From a visual and timing perspective, this anime feels like a David Lynch film; dialogue-wise, it’s very much aligned with Quentin Tarantino. Odokawa and the rest of the cast basically talk about what’s on their mind, what their lives are like, and the usual small chit-chat about insignificant things. But there’s a foggy aura over every one of these characters, with a secret waiting to be revealed just around the corner. If one were to imagine the Vincent/Jules discussion about a royale with cheese shot in the style of Mulholland Drive, then you’d get the vibe of ODDTAXI.
It may sound like I am overreaching my comparisons, which I sometimes tend to do to get you to watch or play something. However, that isn’t the case with this anime. The story of Odokawa and the people who cross his path have left me feeling more emotions than most other shows have in the past. You’ll laugh when you watch Miho show her capoeira skills, cry when Kakihana is shoved into the bottom of society, and shriek when the guns start blazing. Most important of all, you’ll find yourself looking at these characters and see a reflection of your soul in them.

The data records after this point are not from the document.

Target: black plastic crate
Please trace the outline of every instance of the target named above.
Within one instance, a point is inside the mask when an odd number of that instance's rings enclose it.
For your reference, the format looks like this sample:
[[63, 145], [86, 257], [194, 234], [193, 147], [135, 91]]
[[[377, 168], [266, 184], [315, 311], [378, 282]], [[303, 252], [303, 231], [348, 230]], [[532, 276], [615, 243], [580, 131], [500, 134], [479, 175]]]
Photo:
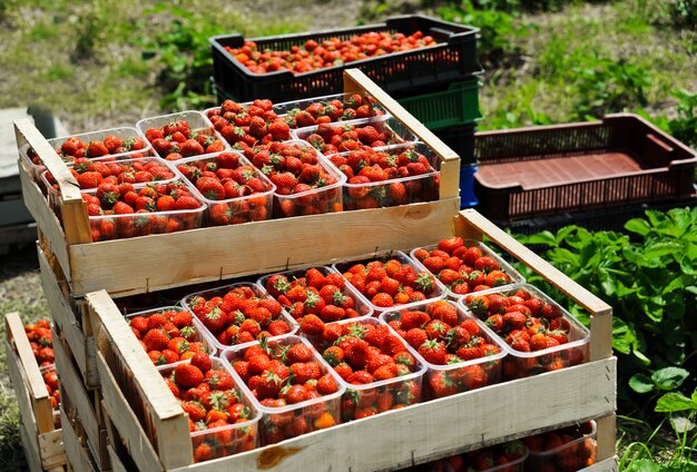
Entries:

What makes the dialogue feel more real than most other anime is because of the way they created ODDTAXI. As the lines were recorded before animation production began, there’s a more natural presentation on how these characters are talking. In fact, some of it comes off as improv, which shouldn’t be a surprise given that there’s a handful of Japanese comedians in this cast. Every person has been placed in their roles in such a beautiful manner, from Hanae’s soft-yet-grumpy Odokawa and Iida’s kind-yet-sharp Miho to Yamaguchi’s sad & meek Kakihana and Hamada’s tough-as-nails Dobu.

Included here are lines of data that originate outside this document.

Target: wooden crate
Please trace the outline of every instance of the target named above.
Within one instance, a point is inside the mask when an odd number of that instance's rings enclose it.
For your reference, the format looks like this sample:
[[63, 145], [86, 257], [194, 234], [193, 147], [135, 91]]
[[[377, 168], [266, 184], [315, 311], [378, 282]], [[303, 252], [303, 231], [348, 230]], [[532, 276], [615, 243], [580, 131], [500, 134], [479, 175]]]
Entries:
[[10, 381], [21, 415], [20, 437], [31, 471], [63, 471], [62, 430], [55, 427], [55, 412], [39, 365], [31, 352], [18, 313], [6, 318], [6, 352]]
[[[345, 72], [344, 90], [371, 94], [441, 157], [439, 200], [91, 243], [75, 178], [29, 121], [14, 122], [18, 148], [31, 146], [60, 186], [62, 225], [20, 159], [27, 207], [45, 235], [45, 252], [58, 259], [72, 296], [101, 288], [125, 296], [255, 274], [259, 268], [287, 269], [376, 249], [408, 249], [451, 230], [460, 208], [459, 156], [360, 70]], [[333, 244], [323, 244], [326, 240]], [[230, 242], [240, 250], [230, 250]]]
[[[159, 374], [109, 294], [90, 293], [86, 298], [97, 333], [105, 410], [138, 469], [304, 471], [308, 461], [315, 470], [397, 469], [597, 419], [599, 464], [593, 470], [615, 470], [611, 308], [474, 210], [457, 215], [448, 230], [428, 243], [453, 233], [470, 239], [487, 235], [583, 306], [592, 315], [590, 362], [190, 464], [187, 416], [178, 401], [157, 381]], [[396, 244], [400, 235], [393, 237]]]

Animation studio OLM (Pokémon, Yokai Watch) may seem like the least-likely company to help bring ODDTAXI to life. However, their knowhow of crafting cute animal character certainly helps with bringing a unique presentation to an otherwise dark story. Teaming up with new studio P.I.C.S., the show looks like a Saturday morning cartoon with an uncomfortable sense of awareness of the characters’ mortality. While not perfect, the movement of the characters and the world they roam about is certainly filled with loads of personality.
The trio of OMSB, DJ PUNPEE, and VaVa deliver a score that thrusts you into the world of ODDTAXI with ease. It sounds kooky, wild, and — in the right moments — soft and comforting. DJ PUNPEE teams with singer-songwriter Skirt to deliver the opening theme “Odd Taxi”, which is as smooth as a strawberry daiquiri served on a hot summer night. End theme “Sugarless Kiss” by Suzuko Mimori (who also voices Mystery Kiss frontwoman Rui) is a Perfume-meets-city pop jam that will have you dancing with a giant grin wherever you hear it.

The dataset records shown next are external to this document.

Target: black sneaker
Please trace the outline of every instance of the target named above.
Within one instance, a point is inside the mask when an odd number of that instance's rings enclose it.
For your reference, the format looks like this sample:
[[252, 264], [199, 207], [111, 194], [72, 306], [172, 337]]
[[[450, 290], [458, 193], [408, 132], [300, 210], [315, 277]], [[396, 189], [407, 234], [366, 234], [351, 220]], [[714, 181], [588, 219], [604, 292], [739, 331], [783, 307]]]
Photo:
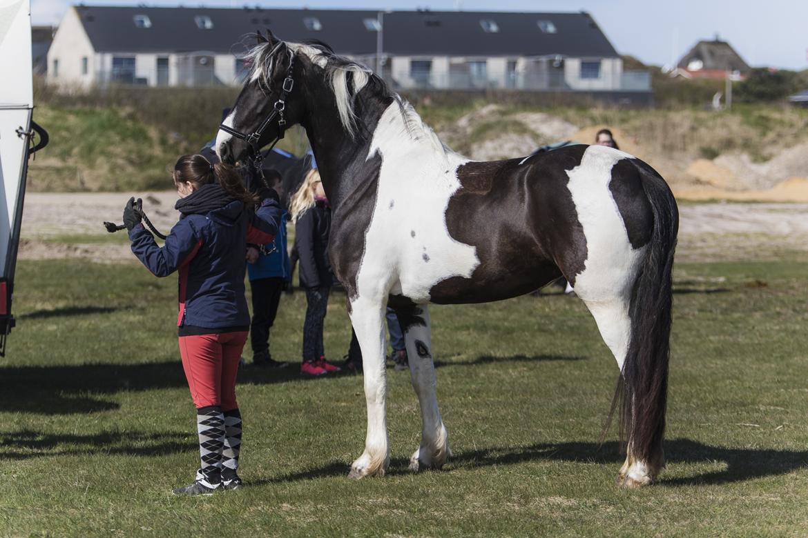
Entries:
[[242, 479], [238, 478], [238, 475], [235, 475], [230, 479], [222, 478], [221, 479], [221, 489], [225, 490], [241, 490], [244, 482]]
[[213, 495], [216, 491], [215, 487], [208, 487], [201, 481], [196, 480], [191, 486], [178, 487], [174, 490], [175, 495]]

With only a couple of episodes left, ODDTAXI is shaping up to be the anime that will be on everyone’s minds when the year comes to an end. All it needs to do is land that final jump, which seems more than likely to happen. There are still a few questions left to be answered, and if Konomoto and Kinoshita can yank their viewers off their chairs with one final twist, then we may just have a new series to place on a high pedestal.
So let me repeat what I said in this review’s beginning: Every single person on this giant orb we live on needs to watch ODDTAXI! That includes you!